Porque admiro su talento señor McCoy. Cecil es un poeta que está hasta las narices de las grandes cosas de este mundo y eso le da una intensidad de la que los poetas felices tienen que mantenerse alejados.

¿Quiere que lo acojamos porque está hasta las narices? Eso no es ningún cambio.

Artísticamente dice soltando otra vez ese soplido despectivo.

Señora eso no basta le digo. La acompañaré a la puerta.

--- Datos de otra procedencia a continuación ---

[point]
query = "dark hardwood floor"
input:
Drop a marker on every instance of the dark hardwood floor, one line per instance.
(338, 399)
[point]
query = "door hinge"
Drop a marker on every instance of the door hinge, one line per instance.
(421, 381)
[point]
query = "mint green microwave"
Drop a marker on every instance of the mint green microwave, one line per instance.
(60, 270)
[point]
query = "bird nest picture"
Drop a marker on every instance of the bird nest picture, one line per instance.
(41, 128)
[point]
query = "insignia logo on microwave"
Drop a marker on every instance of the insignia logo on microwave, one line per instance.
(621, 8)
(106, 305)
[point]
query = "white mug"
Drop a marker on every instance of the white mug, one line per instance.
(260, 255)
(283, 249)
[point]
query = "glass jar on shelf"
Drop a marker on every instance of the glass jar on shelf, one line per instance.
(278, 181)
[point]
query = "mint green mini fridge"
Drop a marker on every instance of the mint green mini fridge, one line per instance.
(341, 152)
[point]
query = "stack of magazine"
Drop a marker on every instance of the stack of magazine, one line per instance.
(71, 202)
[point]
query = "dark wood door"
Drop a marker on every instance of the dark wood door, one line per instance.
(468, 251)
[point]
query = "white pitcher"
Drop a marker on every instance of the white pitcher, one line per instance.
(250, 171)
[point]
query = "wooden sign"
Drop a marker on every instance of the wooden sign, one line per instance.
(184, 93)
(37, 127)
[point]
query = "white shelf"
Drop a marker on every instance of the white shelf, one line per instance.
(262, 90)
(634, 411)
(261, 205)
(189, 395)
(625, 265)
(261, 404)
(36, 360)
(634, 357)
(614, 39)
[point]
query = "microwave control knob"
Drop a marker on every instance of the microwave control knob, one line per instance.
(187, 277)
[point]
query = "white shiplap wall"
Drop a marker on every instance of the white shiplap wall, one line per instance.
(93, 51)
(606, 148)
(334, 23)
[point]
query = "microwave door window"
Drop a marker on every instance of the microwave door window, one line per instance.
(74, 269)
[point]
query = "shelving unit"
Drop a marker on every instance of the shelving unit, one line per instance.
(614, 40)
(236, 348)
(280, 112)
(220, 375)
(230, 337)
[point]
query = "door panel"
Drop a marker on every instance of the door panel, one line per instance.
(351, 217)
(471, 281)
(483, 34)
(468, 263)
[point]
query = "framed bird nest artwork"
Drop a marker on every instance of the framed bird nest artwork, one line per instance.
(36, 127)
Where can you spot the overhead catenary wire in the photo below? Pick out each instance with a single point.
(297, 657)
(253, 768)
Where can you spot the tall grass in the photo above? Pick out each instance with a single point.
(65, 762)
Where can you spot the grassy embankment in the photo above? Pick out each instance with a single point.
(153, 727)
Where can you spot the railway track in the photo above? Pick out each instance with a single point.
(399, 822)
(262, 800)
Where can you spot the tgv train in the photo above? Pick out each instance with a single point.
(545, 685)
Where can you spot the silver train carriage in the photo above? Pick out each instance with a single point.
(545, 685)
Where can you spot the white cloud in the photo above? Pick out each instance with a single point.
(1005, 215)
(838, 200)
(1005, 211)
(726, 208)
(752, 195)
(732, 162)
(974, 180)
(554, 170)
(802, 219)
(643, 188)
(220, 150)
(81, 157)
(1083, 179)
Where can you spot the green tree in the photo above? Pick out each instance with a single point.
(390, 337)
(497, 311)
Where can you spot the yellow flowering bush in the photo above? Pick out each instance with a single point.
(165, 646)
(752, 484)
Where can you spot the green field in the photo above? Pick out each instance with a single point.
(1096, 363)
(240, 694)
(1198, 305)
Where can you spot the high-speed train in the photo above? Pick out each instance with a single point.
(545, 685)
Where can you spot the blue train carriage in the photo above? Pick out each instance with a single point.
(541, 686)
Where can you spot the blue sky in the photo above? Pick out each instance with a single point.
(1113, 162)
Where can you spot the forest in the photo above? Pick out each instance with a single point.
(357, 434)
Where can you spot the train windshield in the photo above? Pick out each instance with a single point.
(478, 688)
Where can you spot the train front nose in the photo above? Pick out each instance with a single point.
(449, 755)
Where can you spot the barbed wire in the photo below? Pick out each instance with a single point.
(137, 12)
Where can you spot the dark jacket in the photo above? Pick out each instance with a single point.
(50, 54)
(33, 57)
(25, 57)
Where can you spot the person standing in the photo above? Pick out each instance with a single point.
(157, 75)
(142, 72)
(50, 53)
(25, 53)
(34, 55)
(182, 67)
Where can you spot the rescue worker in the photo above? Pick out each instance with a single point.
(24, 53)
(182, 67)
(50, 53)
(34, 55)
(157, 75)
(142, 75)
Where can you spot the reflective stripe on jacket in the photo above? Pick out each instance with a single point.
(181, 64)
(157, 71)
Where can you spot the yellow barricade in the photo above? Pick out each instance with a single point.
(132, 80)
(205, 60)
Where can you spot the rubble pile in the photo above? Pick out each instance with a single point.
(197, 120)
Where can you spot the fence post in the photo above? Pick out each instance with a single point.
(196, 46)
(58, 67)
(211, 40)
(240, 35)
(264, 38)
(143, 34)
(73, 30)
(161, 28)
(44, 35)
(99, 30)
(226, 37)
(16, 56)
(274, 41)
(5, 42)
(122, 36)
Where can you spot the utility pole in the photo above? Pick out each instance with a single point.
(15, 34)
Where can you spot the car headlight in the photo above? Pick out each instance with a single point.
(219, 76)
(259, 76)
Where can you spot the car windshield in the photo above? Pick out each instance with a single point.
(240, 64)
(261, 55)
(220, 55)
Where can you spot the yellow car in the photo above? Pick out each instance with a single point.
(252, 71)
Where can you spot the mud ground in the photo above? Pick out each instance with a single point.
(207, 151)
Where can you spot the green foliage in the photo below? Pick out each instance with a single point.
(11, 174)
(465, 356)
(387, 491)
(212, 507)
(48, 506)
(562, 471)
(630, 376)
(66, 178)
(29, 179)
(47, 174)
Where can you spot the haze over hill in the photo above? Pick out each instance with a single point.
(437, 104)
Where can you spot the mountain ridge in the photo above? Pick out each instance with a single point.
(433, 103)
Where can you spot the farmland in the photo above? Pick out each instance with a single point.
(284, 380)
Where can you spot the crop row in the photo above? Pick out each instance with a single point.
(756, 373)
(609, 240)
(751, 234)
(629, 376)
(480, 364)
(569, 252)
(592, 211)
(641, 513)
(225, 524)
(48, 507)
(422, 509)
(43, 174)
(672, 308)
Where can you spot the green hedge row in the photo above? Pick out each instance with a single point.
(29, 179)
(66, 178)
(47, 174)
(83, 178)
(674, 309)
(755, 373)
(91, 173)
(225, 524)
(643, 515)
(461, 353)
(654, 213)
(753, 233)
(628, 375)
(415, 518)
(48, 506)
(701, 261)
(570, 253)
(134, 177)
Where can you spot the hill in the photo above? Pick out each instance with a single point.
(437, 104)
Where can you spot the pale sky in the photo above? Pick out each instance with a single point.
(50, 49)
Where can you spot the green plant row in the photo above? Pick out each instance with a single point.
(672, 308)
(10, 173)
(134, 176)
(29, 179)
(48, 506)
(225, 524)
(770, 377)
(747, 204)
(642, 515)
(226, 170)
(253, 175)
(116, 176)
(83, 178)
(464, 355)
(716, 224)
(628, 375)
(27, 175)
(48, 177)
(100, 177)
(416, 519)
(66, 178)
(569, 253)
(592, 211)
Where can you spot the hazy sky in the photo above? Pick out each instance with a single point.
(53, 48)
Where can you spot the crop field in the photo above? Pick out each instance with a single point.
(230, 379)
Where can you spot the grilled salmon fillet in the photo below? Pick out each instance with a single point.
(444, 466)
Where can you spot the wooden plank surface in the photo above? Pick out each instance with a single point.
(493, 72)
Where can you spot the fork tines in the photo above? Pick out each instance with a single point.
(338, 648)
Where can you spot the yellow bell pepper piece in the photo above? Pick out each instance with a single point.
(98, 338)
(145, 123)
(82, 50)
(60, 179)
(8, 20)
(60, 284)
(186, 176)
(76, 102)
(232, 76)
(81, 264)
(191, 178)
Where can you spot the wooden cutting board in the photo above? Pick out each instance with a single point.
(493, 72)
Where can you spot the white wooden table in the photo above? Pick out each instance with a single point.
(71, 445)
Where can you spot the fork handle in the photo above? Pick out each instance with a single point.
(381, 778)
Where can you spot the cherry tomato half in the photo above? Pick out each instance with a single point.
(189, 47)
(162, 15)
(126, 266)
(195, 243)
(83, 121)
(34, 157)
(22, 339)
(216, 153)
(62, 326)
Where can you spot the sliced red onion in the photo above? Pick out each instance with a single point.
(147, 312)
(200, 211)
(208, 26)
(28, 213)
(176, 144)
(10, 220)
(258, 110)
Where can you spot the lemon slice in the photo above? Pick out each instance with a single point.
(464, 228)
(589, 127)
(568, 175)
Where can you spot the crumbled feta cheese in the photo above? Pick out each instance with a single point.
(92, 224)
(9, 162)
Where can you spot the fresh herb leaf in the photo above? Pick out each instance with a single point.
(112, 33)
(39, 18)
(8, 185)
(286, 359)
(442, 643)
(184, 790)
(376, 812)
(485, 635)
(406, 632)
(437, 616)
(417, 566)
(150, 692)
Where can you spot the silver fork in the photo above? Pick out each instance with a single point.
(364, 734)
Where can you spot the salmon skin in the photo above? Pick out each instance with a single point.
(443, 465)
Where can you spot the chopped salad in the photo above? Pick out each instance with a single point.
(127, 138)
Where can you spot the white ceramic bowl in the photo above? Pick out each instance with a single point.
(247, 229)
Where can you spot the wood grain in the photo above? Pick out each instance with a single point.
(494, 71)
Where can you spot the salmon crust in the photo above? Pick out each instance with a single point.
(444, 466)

Cuando estamos en el porche quiere que nos estrechemos la mano de nuevo pero no soy de los que mastican la col dos veces. Ya he pasado por eso así que la acompaño hasta el coche. Se le ponen rojas las mejillas. Echo una buena mirada al vecindario y todas las casas son como la que tenemos Wilma y yo. Del tipo que si fueran gente toserían un montón y escupirían un gargajo asqueroso. Escupirían porquería en el lavabo.

Al llegar al coche me entrega el librito. Es para usted dice. Cecil insistió.

Lo agarro. Le doy las gracias.

Se mete en la cafetera y pone el motor en marcha. Una nube de humo azulado sale de la parte de atrás y resuena un traqueteo.

Me inclino sobre su ventanilla.

Mire señora digo. Espero que a Cecil le vaya bien pero así son las cosas. A nosotros no nos va a sacar más poemas.

Asiente con la cabeza y me hace un gesto con la mano. La tirita gigante del capó me vuelve a llamar la atención. Qué clase de chifladura es ésa me pregunto. Se lo quiero preguntar pero ella pone la marcha y se aleja. Así que me quedo ahí solo preguntándome qué se creerá que arregla esa tirita.